# Help me name a Sandwich store



## quince (Jun 17, 2013)

Hi,

I'm looking to start a sandwich store where everything is pre-made, and ready to be grabbed and gone.

It will be unique for Australia, and it's purely aimed at people in a rush (mainly office workers in the city). It is similar to "Pret a Manger" in the UK/New York.

I'd like to say- It's fast, fresh, and it's original (not your standard ham/cheese or supermarket sandwich).

Any tips would be much appreciated


----------



## goldilocks (May 21, 2013)

The name that sprang to mind when reading that was "A Cut Above", but could mean you get confussed with hairdressers /img/vbsmilies/smilies/lol.gif


----------



## flipflopgirl (Jun 27, 2012)

G

 R

 A

 B 

 &

 B

 E

 G

 O

 N

 E

mimi


----------



## quince (Jun 17, 2013)

Thanks for the replies. They are two I haven't yet come up with! Definetly will consider. I've got a list of about 90 so far.

Please keep em coming!


----------



## chefedb (Apr 3, 2010)

ON THE GO GO!           WICH WAY TO GO!    PUT IT TOGETHER!   WICHESS ON PARADE!


----------



## joelzer0 (May 30, 2013)

"Tasties" 

I'm from the US and think of kangaroos when thinking Aussie.
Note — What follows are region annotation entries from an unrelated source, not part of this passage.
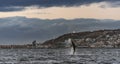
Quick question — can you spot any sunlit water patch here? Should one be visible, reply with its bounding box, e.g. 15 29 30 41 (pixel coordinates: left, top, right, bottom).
0 48 120 64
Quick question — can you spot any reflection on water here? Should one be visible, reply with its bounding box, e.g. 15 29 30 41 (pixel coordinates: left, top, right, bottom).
0 48 120 64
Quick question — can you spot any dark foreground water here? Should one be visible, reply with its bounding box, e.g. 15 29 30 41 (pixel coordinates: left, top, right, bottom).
0 48 120 64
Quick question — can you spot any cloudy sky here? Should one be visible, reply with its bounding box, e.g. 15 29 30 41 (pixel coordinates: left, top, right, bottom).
0 0 120 44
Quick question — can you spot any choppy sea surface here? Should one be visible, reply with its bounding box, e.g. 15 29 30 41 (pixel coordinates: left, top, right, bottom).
0 48 120 64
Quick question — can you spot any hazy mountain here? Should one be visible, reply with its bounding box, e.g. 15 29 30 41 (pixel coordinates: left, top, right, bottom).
0 17 120 44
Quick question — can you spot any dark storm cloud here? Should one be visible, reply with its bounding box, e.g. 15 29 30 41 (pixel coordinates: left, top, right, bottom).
0 0 119 11
0 17 120 44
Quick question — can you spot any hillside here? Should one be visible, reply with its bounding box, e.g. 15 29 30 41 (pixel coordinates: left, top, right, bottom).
42 29 120 48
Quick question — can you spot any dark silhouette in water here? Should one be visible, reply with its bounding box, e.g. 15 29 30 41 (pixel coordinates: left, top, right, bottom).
71 40 76 54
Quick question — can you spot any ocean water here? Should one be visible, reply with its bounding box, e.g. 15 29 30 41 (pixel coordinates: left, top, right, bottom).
0 48 120 64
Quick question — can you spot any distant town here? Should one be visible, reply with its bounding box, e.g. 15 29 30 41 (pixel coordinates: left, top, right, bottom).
0 29 120 49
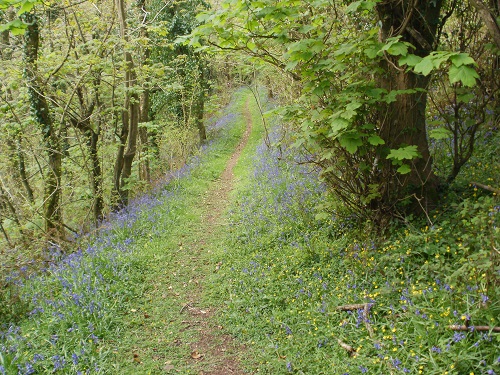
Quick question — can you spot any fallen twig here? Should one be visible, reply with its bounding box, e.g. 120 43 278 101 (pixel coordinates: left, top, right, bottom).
179 302 191 314
363 303 374 339
448 324 500 332
337 339 356 356
335 303 373 311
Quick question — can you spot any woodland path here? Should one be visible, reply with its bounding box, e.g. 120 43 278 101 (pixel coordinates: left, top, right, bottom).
172 100 252 375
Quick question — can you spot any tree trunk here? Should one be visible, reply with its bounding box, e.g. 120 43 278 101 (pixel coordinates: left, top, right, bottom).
24 13 64 238
114 0 140 209
377 0 443 211
195 88 207 143
469 0 500 48
137 0 151 182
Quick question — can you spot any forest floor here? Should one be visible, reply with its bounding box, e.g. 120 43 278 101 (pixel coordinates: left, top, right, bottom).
111 95 260 375
180 100 252 375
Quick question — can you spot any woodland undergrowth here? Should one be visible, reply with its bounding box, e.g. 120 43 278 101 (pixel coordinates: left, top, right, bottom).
209 115 500 374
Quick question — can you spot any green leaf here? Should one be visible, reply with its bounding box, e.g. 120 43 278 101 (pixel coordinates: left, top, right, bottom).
339 133 363 154
414 56 434 76
399 53 422 67
17 0 37 16
429 128 453 139
448 65 479 87
0 19 28 35
398 164 411 174
387 42 408 56
330 117 349 135
387 145 419 160
368 135 385 146
346 1 377 13
450 53 475 67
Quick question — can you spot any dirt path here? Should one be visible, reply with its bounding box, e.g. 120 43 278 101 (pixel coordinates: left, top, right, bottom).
181 101 252 375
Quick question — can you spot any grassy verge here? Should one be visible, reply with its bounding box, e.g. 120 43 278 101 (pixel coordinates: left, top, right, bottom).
0 91 254 374
212 119 500 375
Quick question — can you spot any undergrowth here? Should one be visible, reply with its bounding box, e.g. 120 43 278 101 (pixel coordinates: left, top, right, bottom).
213 125 500 375
0 92 250 375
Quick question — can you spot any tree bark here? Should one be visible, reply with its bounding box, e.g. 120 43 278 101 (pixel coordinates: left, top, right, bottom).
114 0 140 209
24 13 64 238
137 0 151 182
376 0 443 214
469 0 500 48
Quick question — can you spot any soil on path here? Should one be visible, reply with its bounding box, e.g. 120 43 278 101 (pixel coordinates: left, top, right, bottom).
183 101 252 375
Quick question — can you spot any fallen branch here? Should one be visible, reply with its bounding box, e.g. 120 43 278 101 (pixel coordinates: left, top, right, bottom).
470 181 500 194
335 303 373 311
337 339 356 356
448 324 500 332
363 303 374 339
179 302 191 314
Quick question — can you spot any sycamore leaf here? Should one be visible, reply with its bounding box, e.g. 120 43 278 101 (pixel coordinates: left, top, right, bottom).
387 145 418 160
414 56 434 76
399 53 422 67
448 64 479 87
368 134 385 146
346 1 377 13
330 117 349 135
450 53 475 67
0 19 28 35
17 0 37 16
339 133 363 154
387 42 408 56
398 164 411 174
429 128 453 139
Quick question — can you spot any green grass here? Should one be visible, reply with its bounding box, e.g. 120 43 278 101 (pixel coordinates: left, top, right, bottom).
0 85 500 375
205 114 500 375
0 90 258 374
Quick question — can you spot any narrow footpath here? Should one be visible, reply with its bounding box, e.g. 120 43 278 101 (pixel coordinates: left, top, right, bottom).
183 100 252 375
115 93 253 375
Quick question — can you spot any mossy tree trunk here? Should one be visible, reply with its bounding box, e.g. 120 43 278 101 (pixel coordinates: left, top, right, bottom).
376 0 443 211
113 0 140 209
24 13 64 238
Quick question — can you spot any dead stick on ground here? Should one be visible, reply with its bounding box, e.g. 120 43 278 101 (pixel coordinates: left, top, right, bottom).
179 302 191 314
337 339 356 356
448 325 500 332
335 303 373 311
363 303 374 339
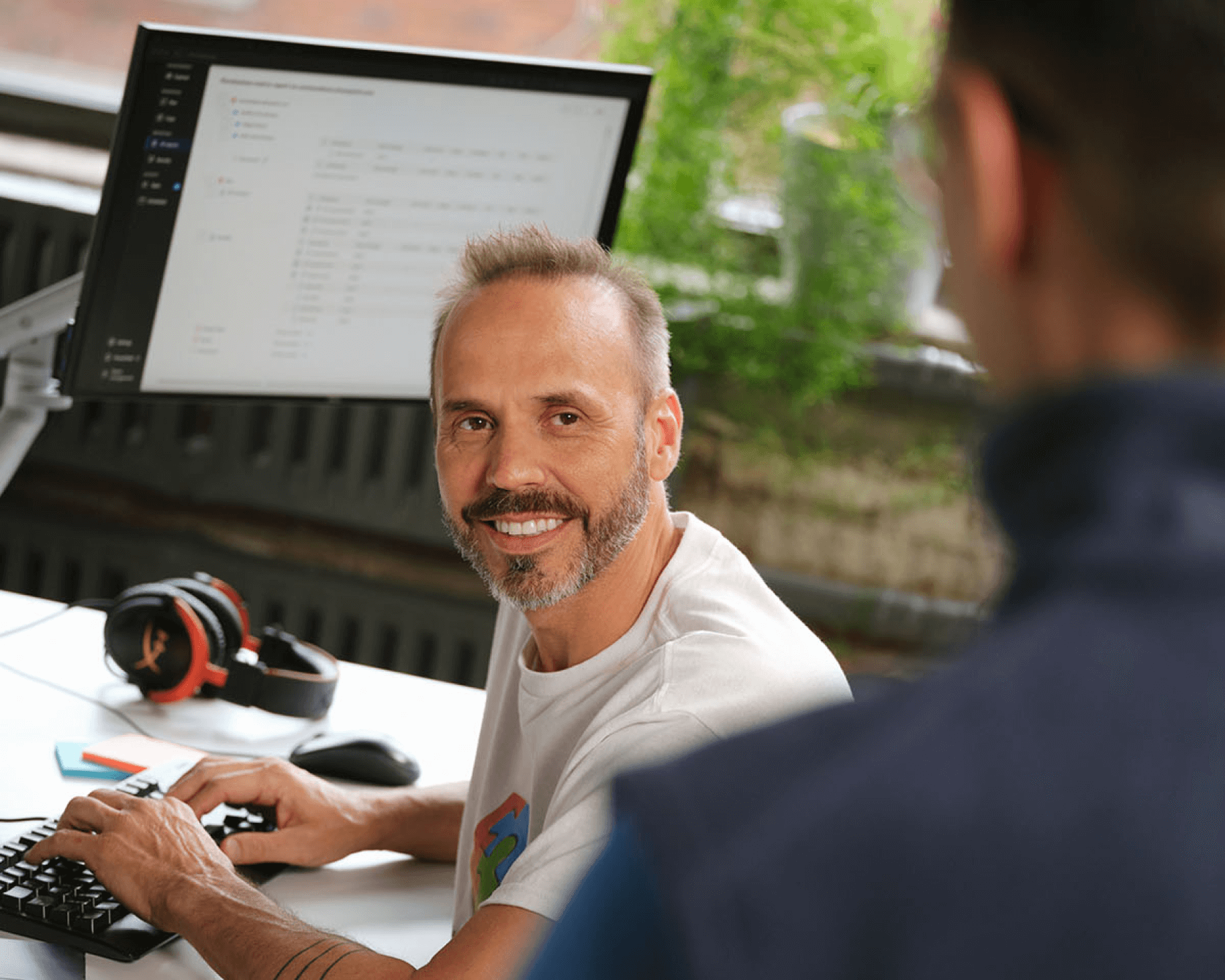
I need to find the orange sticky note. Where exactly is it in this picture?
[81,735,207,773]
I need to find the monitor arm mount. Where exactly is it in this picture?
[0,272,85,493]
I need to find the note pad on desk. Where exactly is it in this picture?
[81,735,207,773]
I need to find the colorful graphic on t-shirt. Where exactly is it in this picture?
[469,792,528,909]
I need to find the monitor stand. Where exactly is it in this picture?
[0,272,85,493]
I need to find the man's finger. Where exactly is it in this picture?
[25,830,98,865]
[57,790,125,832]
[220,827,315,866]
[166,763,267,817]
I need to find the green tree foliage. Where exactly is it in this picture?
[604,0,930,408]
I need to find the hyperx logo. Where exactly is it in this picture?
[134,622,170,674]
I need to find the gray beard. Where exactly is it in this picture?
[442,447,650,612]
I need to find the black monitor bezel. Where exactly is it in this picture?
[61,23,653,404]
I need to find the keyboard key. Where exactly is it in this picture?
[93,900,127,923]
[0,884,35,911]
[21,895,60,919]
[71,910,111,935]
[47,905,79,926]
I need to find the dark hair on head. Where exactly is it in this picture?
[430,226,670,409]
[948,0,1225,342]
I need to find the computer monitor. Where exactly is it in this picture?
[65,25,650,399]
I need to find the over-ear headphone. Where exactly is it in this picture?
[103,572,340,718]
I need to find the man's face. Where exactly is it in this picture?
[435,277,652,610]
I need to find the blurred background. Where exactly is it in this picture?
[0,0,1006,690]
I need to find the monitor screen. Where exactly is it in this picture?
[66,26,650,399]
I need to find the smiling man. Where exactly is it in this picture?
[433,229,848,941]
[27,229,849,980]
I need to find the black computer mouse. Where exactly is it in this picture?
[289,731,421,786]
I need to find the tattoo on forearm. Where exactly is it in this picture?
[294,939,344,980]
[272,939,324,980]
[272,936,368,980]
[318,945,362,980]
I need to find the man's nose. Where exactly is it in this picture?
[486,426,545,490]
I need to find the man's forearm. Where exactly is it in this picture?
[168,875,415,980]
[365,783,468,861]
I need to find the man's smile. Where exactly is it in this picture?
[489,517,565,538]
[478,515,572,555]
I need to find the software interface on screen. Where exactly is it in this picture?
[73,27,646,398]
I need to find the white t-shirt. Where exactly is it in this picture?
[455,512,850,930]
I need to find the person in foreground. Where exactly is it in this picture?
[27,228,849,980]
[527,0,1225,980]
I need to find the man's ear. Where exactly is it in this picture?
[646,388,685,480]
[942,63,1028,280]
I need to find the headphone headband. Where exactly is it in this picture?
[220,626,340,718]
[103,572,340,718]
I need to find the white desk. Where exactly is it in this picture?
[0,592,485,980]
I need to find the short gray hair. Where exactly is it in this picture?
[430,224,671,408]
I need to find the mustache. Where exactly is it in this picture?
[459,486,591,527]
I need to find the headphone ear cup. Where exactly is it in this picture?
[162,572,246,666]
[103,582,226,700]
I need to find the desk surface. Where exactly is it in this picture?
[0,592,485,980]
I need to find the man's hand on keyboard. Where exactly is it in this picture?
[26,789,234,932]
[166,758,375,867]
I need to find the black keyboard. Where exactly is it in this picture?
[0,761,284,963]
With that in mind "the hop in" 

"Happy go lucky sandwiches"

"Quicky buns"

"The Artisan"

"Sandwich Shoppe"

"That's a wrap"

"Due deligence" haha


----------



## laurenlulu (Sep 9, 2012)

Between the Buns

So Meaty (which happens to be my license plate, makes me smile)

Which Wich is Which

Gnam Gnam the Sand Witch

Really I'm just playin


----------



## ishbel (Jan 5, 2007)

Sangers To Go.


----------



## joebluff (Mar 4, 2014)

QuickWich Deluxe


----------



## scaramanga (Feb 27, 2014)

Hello

If you were is sunny South Africa I would go with: Gourmet Zaam (SA slang for a sandwich) Express. Sadly you stuck on the other end of the planet with different slang terms for Zaams.

Two Minute Deli Express 

Ready To Go. Gourmet Eat

Will still mull it over a bit and send on.

Have a good one.


----------